The new eight-part series sees the return of Darren Boyd, Siân Brooke, Phil Davis, Marian McLoughlin and Oliver Chris, alongside new cast members Celia Imrie, Gbemisola Ikumelo, Colin Morgan, Danielle Vitalis and Leah Brotherhead.


4


 BRAND NEW DRAMA

LITTLE HOUSE OF THE PRAIRIE


Thursday 9th July on Netflix



Launching this week on Netflix is Little House on the Prairie, a new 10-part reimagining of the hit series from 1974, which is part hopeful family drama, part epic survival tale, and part origin story of the American West.
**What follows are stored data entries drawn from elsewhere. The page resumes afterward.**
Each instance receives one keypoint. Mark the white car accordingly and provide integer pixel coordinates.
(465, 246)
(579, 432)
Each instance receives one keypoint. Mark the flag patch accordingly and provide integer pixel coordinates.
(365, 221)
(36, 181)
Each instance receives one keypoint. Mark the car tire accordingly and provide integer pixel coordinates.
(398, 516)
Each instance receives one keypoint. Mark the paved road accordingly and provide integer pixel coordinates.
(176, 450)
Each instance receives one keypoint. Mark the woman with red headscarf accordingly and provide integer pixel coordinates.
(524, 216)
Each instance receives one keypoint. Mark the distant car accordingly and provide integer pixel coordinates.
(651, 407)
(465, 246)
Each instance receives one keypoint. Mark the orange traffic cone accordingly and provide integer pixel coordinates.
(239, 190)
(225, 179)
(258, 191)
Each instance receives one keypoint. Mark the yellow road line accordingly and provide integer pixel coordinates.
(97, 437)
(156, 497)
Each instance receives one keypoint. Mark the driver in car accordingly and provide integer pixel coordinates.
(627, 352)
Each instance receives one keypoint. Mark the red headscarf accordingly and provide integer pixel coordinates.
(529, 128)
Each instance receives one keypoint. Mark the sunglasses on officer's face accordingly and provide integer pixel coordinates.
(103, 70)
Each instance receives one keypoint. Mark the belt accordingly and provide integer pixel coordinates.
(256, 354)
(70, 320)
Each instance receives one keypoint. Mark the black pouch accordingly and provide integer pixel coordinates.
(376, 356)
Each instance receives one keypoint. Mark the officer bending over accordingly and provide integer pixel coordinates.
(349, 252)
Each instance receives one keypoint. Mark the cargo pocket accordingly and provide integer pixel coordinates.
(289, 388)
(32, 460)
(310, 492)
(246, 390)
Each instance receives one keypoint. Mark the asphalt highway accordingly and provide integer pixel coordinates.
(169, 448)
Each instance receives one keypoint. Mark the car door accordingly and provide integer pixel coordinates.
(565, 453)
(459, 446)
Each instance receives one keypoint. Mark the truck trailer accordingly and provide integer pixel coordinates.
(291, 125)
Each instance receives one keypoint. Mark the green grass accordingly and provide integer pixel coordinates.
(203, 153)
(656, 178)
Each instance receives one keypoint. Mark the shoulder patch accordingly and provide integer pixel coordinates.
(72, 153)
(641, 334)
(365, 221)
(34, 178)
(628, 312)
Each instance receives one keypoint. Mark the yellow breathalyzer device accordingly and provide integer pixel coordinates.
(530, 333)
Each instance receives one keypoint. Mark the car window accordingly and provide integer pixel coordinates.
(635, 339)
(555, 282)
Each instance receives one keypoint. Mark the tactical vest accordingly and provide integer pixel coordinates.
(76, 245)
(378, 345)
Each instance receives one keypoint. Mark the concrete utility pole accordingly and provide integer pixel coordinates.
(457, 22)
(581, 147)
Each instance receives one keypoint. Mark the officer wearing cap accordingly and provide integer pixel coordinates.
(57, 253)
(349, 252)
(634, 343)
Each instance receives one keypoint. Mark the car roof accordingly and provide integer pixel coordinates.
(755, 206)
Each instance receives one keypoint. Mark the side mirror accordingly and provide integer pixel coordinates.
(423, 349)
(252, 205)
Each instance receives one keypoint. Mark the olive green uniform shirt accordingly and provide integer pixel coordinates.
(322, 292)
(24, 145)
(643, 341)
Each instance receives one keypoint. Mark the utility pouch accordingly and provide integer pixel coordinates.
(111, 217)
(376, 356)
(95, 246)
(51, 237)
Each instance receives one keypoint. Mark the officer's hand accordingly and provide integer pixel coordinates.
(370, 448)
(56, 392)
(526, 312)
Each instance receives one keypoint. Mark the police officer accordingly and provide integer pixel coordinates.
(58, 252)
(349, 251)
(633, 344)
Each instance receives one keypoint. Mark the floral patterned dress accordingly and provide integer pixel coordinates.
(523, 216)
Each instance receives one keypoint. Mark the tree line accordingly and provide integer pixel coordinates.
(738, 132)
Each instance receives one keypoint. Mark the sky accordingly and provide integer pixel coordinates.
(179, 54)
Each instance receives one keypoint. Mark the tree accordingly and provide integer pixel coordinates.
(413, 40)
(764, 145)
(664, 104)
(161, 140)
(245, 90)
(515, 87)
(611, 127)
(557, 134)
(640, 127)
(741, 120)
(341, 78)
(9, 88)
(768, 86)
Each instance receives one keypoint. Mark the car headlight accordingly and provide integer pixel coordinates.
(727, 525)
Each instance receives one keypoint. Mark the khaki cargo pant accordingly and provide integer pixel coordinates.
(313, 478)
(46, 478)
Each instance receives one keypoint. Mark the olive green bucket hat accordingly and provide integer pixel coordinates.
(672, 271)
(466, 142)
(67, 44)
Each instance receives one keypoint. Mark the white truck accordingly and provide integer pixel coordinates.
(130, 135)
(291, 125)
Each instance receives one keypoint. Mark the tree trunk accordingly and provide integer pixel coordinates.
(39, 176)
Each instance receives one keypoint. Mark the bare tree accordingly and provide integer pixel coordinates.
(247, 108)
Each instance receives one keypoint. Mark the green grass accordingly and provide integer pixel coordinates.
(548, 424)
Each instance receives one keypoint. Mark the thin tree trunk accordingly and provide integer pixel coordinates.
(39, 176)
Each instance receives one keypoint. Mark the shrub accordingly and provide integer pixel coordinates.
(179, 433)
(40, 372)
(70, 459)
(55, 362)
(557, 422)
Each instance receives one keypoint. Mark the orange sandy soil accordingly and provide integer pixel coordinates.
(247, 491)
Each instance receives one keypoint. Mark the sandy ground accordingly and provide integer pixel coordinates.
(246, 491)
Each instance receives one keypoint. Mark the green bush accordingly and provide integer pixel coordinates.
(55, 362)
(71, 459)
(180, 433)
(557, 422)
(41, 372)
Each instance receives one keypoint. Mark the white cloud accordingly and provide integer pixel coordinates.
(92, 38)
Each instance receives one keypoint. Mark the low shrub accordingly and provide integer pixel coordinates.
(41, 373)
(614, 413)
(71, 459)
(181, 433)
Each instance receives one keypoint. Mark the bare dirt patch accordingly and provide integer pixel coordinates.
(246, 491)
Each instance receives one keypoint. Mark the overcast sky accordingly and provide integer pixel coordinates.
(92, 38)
This fresh eight-part adaptation of Laura Ingalls Wilder's iconic Little House books, inspired by her own childhood on the American frontier, offers a kaleidoscopic view of the struggles and triumphs of those who shaped the frontier.


Based on the third book, Little House on the Prairie follows the Ingalls family as they establish their “new forever” outside the small but quickly developing town of Independence. The family, along with their dog Jack, faces the often harsh conditions of 1800s prairie life. It brings fever, wolves, and fire, obstacles that longtime fans will recognise from the original novels.


This new adaptation also expands the story beyond the Ingalls family’s perspective, as they attempt to make a life on land they were told was “free,” and they encounter Osage people who have long called the prairie home.


And if you enjoy this first season, the good news is that a second has already been confirmed!


5


 RETURNING COMEDY

AUSTIN


Friday 10th July at 10.40pm and 11.05pm on BBC One

Stream on BBC iPlayer



Austin returns to BBC One this week for its second series, as Michael Theo returns as the straight-talking Austin. alongside Julian and Ingrid, played by Ben Miller and Sally Phillips in the hit comedy.


The new eight-part series sees Austin’s publishing career take off when Game Of Scones: Doing Britain On The Spectrum is picked by an international publisher. But as his fame among the bespoke travelling readers grows, he falls under the professional spell of his new agent, and to the horror of his family, breaks bad, behaving in a manner unbefitting his true self.


Meanwhile, an Australian production company has optioned Big Bear to adapt it into a TV series. Julian and Ingrid, with Austin in tow, head to Canberra, Australia, but the joy is short-lived when they discover the production company wants to exclude Julian and reinvent the Big Bear brand.